FITM2 deficiency results in ER lipid accumulation, ER stress, and reduced apolipoprotein B lipidation and VLDL triglyceride secretion in vitro and in mouse liver

ObjectiveTriglycerides (TGs) associate with apolipoprotein B100 (apoB100) to form very low density lipoproteins (VLDLs) in the liver. The repertoire of factors that facilitate this association is incompletely understood. FITM2, an integral endoplasmic reticulum (ER) protein, was originally discovered as a factor participating in cytosolic lipid droplet (LD) biogenesis in tissues that do not form VLDL. We hypothesized that in the liver, in addition to promoting cytosolic LD formation, FITM2 would also transfer TG from its site of synthesis in the ER membrane to nascent VLDL particles within the ER lumen.

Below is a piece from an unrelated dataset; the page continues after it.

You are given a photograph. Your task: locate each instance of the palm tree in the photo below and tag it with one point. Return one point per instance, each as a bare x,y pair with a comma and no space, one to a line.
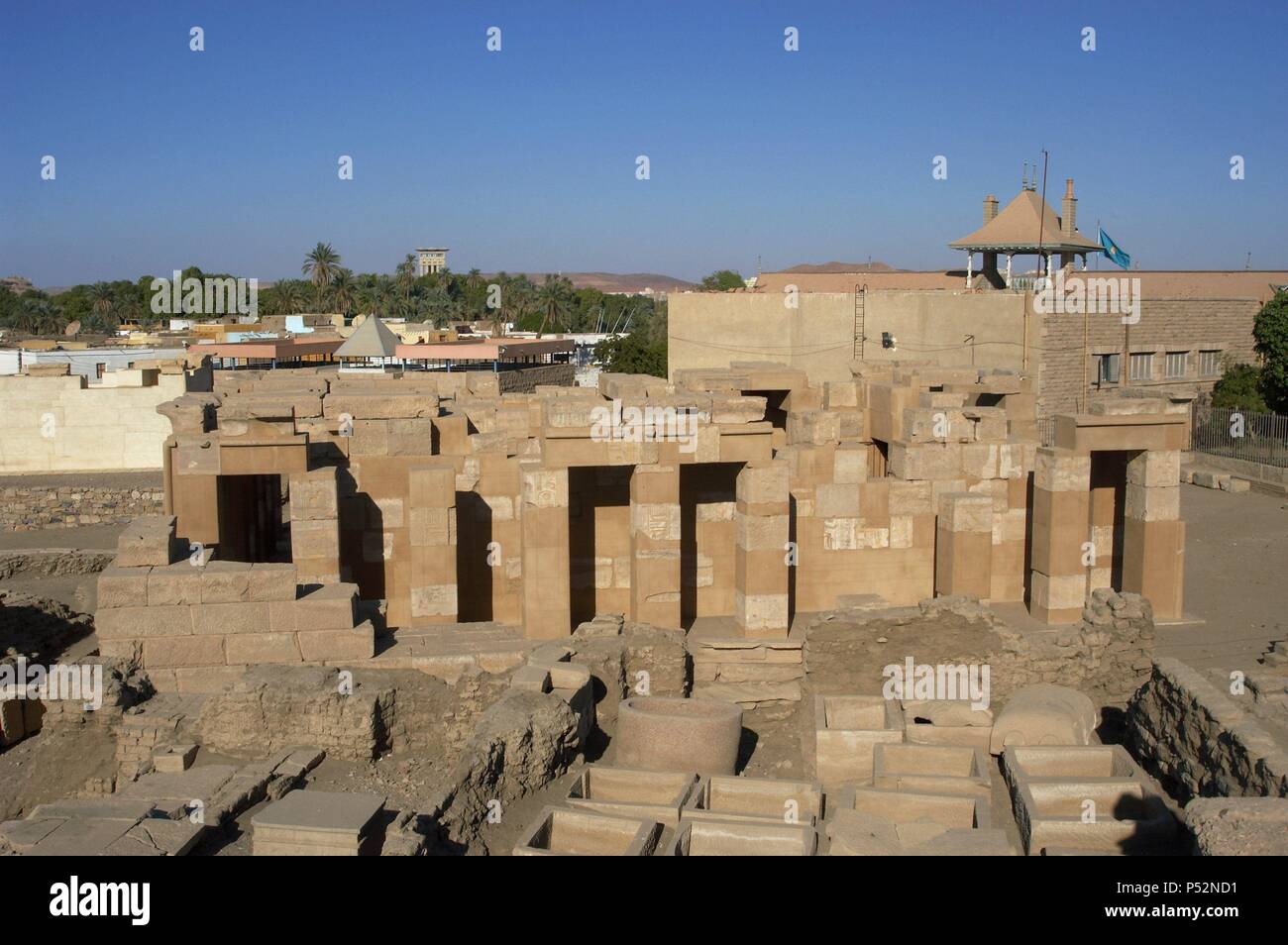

MethodsExperiments were conducted using a rat hepatic cell line (McArdle-RH7777, or McA cells), an established model of mammalian lipoprotein metabolism, and mice. FITM2 expression was reduced using siRNA in cells and by liver specific cre-recombinase mediated deletion of the Fitm2 gene in mice. Effects of FITM2 deficiency on VLDL assembly and secretion in vitro and in vivo were measured by multiple methods, including density gradient ultracentrifugation, chromatography, mass spectrometry, stimulated Raman scattering (SRS) microscopy, sub-cellular fractionation, immunoprecipitation, immunofluorescence, and electron microscopy. Main findings1) FITM2-deficient hepatic cells in vitro and in vivo secrete TG-depleted VLDL particles, but the number of particles is unchanged compared to controls; 2) FITM2 deficiency in mice on a high fat diet (HFD) results in decreased plasma TG levels. The number of apoB100-containing lipoproteins remains similar, but shift from VLDL to low density lipoprotein (LDL) density; 3) Both in vitro and in vivo, when TG synthesis is stimulated and FITM2 is deficient, TG accumulates in the ER, and despite its availability this pool is unable to fully lipidate apoB100 particles; 4) FITM2 deficiency disrupts ER morphology and results in ER stress. ConclusionThe results suggest that FITM2 contributes to VLDL lipidation, especially when newly synthesized hepatic TG is in abundance. In addition to its fundamental importance in VLDL assembly, the results also suggest that under dysmetabolic conditions, FITM2 may be an important factor in the partitioning of TG between cytosolic LDs and VLDL particles.